Mariella Fumagalli, the director of the EAAF, indicated that Diego probably suffered a stab on the back. The expert told the newspaper The nation that there were indications of “an attempt to manipulate the body”, possibly to dismember it.
Although the director of the EAAF said that it could be a homicide, it is the prosecution to which it corresponds to declare it thus after concluding the investigation that is ongoing.
What could later be corroborated with DNA tests is that the remains were Diego Fernández. Also that the objects found correspond to the time when the adolescent disappeared.
In total, they found 151 bone fragments.
Image source, Fernández family
4. The unknowns of the case
The authorities are trying to determine what happened after the teenager left his home and how his remains arrived at the place where they were found.
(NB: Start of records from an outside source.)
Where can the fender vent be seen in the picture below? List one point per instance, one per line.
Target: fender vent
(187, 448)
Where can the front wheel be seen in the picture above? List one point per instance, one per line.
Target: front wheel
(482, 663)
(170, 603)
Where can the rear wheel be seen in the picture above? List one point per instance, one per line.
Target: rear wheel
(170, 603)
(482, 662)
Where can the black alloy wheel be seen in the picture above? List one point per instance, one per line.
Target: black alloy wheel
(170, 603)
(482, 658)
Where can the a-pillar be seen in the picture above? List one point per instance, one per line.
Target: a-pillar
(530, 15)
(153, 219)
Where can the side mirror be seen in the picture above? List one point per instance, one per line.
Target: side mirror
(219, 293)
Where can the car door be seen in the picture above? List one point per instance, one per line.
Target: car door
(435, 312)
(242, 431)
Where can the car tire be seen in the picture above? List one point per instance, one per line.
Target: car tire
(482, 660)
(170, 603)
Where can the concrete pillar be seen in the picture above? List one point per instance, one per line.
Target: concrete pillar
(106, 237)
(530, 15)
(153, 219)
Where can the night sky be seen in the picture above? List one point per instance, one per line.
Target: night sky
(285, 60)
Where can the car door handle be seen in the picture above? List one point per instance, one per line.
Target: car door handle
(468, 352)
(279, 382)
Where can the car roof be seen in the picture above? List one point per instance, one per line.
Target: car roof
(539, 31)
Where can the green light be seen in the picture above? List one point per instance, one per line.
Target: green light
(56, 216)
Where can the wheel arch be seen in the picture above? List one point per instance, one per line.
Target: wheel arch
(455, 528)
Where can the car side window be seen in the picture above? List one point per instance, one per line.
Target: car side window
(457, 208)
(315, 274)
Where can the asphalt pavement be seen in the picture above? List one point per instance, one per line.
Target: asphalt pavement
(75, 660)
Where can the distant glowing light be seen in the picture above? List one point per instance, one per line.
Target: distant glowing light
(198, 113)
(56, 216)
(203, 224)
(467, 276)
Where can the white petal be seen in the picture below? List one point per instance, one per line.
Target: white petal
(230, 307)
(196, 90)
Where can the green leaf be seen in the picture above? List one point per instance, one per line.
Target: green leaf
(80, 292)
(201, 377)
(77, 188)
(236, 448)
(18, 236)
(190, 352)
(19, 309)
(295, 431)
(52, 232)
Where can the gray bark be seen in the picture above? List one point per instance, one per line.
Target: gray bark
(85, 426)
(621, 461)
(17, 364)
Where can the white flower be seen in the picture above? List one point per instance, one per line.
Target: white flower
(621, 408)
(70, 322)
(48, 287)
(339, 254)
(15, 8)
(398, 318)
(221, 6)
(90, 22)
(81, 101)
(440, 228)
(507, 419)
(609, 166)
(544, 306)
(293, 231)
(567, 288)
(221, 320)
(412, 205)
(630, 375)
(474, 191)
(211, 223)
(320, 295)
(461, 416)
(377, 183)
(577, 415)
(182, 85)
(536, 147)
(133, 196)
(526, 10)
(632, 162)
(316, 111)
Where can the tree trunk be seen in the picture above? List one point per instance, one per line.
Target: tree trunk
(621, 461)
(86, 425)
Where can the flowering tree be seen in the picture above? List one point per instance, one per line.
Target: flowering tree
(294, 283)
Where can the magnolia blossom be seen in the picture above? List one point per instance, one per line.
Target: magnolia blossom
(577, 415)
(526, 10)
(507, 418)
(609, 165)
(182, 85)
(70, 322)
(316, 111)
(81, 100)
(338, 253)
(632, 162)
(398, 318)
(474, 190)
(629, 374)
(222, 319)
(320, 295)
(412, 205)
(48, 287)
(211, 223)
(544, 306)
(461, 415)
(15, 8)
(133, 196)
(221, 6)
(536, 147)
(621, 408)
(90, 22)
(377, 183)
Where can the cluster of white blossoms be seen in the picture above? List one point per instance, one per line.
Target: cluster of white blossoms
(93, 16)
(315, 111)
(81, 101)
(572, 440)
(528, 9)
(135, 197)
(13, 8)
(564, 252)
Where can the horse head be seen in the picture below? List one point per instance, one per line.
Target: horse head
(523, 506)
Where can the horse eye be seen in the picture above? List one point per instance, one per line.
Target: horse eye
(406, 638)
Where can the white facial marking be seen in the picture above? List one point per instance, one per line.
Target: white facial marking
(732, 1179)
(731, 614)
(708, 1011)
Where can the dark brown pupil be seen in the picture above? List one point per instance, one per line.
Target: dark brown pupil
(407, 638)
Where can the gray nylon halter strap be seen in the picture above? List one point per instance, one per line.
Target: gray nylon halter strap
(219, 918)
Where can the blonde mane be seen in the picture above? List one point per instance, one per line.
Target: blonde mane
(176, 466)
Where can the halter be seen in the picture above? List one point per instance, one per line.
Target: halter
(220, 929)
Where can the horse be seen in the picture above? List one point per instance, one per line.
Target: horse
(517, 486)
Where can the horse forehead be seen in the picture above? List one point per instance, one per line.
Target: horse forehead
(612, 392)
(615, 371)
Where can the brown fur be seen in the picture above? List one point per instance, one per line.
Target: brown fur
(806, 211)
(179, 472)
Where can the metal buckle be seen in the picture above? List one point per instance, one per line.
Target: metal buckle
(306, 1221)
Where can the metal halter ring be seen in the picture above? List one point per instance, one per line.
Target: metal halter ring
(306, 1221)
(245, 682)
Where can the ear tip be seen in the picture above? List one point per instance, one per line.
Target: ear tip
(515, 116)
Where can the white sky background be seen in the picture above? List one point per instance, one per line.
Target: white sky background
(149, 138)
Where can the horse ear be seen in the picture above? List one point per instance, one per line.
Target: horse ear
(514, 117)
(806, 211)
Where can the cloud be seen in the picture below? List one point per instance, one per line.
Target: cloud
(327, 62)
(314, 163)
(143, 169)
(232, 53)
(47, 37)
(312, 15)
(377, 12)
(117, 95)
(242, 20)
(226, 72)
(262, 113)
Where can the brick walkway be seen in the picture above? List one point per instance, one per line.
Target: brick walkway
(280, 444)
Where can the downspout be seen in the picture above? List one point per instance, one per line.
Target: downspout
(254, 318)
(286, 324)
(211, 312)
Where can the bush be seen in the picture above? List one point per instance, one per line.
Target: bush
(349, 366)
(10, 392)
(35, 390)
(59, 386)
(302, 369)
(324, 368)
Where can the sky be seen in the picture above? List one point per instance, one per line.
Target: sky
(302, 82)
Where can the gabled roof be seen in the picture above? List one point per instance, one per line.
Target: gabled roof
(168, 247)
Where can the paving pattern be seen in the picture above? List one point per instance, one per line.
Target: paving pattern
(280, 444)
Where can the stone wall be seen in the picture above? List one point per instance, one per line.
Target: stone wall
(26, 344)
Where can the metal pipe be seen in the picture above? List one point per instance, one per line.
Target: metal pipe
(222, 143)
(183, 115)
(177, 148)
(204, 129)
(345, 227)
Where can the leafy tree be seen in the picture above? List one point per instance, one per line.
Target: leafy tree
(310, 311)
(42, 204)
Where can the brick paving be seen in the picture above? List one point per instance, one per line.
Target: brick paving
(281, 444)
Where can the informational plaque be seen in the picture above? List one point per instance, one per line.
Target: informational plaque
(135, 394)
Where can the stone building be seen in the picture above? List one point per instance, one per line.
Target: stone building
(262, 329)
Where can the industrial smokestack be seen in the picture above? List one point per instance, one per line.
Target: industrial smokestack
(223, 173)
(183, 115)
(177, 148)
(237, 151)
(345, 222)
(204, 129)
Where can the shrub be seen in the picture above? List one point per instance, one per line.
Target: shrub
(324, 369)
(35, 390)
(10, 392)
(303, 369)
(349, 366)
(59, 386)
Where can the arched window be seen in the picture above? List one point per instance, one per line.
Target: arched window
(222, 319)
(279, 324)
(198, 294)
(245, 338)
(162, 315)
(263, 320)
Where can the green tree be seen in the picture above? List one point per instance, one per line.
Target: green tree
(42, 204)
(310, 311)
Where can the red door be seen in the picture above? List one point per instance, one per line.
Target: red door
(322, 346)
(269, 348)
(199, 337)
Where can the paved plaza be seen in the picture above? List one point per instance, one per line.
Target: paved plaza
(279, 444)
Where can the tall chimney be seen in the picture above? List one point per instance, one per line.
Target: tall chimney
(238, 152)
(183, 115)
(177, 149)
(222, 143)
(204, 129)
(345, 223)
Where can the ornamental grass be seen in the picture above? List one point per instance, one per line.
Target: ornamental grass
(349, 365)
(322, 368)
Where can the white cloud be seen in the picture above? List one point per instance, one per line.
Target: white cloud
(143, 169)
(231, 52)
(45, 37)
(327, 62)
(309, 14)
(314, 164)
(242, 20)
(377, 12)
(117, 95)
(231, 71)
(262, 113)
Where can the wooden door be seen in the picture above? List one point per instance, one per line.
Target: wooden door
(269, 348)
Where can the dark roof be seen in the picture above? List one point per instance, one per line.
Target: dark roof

Because the disappearance occurred four decades ago, if it were a murder, the crime would have prescribed under Argentine law.
However, the authorities are investigating the case to determine who or who would be involved in Diego's death and in the burial of his body.
Prosecutor Martín López Perrando is in charge of the investigation.
So far there is no defendant, but Cristian Graf, 58, has been summoned to declare having found the body in the perimeter of his family's property in Coghlan.
According to local press reports, Graf and Fernández were not close friends, but both were fond of motorcycles. The missing teenager had a and Graf knew of repairs.
Graf's lawyer, Martín Díaz, said that this “has nothing to hide” and that “has no imputation.” He has been collaborating with the requirements of the authorities, according to his defense.
However, prosecutor López announced that he asked a judge to be investigated for the crimes of “aggravated cover -up” and “suppression of evidence.”
They have also been called to declare six other people: the masons who made the discovery and ex -partners of the school. No details of their testimonies have been announced.
For the family, the finding of Diego's remains and research has been difficult moments. “This has been an agony,” said Javier Fernández.